Eine Funktionserkrankung des Bewegungssystems ist in diesem Dreischritt eine gesundheitliche Störung, bei welcher die Funktionspathologie des Bewegungssystems hauptsächlich die anhaltenden Beeinträchtigungen von Funktionsfähigkeit und/oder Schmerzen erklärt bzw. beeinflusst. Beeinträchtigungen von Aktivitäten und Partizipation folgen in dieser Krankheitsdynamik.

Bedeutung von
Funktionsstörungen
am Bewegungssystem

Im Dreischritt Funktion – Funktionsstörung – Funktionserkrankung steht der Begriff der Funktionsstörung in der Mitte – dies ist hier ein zentraler Begriff. Funktionsstörungen sind als Abweichung des Ist-, vom physiologischen Sollzustand definiert [13]. Es werden primäre/grundlegende und sekundäre Funktionsstörungen definiert (Abb. 6) [13, 14].

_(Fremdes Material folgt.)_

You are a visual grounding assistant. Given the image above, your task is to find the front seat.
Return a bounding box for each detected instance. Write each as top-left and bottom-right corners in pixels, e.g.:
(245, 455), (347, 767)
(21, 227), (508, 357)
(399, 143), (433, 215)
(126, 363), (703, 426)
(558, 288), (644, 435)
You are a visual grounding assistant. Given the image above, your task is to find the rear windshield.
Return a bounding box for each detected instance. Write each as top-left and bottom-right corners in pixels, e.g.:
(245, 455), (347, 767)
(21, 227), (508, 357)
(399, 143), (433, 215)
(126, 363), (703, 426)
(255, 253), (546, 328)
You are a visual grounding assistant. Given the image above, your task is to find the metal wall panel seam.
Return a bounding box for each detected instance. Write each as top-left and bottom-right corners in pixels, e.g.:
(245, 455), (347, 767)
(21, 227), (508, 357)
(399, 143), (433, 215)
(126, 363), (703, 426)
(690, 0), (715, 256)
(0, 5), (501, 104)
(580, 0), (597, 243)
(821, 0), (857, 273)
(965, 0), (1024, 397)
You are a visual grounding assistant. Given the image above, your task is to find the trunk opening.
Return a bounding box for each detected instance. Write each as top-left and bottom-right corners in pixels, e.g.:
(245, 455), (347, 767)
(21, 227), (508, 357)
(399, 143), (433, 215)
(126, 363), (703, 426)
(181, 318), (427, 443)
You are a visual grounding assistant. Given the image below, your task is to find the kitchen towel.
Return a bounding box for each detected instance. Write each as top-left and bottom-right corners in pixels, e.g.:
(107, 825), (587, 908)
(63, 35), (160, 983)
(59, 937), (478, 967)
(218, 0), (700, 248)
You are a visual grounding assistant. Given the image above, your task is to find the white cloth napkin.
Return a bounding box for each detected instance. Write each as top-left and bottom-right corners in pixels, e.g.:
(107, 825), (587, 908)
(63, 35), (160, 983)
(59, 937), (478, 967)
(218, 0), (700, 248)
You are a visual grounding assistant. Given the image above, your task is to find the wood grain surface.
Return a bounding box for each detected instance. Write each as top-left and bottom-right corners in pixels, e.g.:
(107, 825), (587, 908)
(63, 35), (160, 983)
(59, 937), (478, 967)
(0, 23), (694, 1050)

Primäre/grundlegende Funktionsstörungen sind:

konditionelle Defizite

Kraftdefizite

Veränderung der Bewegungsmuster

verminderte Bewegungswahrnehmung

insuffiziente Tiefenstabilisation

konstitutionelle Hypermobilität und

vegetative Störungen.

Diese grundlegenden Funktionsstörungen spielen bei Patienten nach unserer Beobachtung eine übergeordnete Rolle und führen häufig zu sekundären Funktionsstörungen. Das sind dann insbesondere Gelenkstörungen, Gelenkblockierungen, Muskelverspannungen und -abschwächungen, Triggerpunkte und Dysbalancen [24]. Können diese nicht kompensiert werden, führen sie zu Symptomen wie z.B. Schmerz.

In der 2017 aktualisierten AWMF- Leitlinie zum spezifischen Kreuzschmerz sind Funktionsstörungen, insbesondere die Gelenkblockierung und die myofasziale Dysfunktion als relevante funktionelle Entitäten für Kreuzschmerzen definiert worden [5].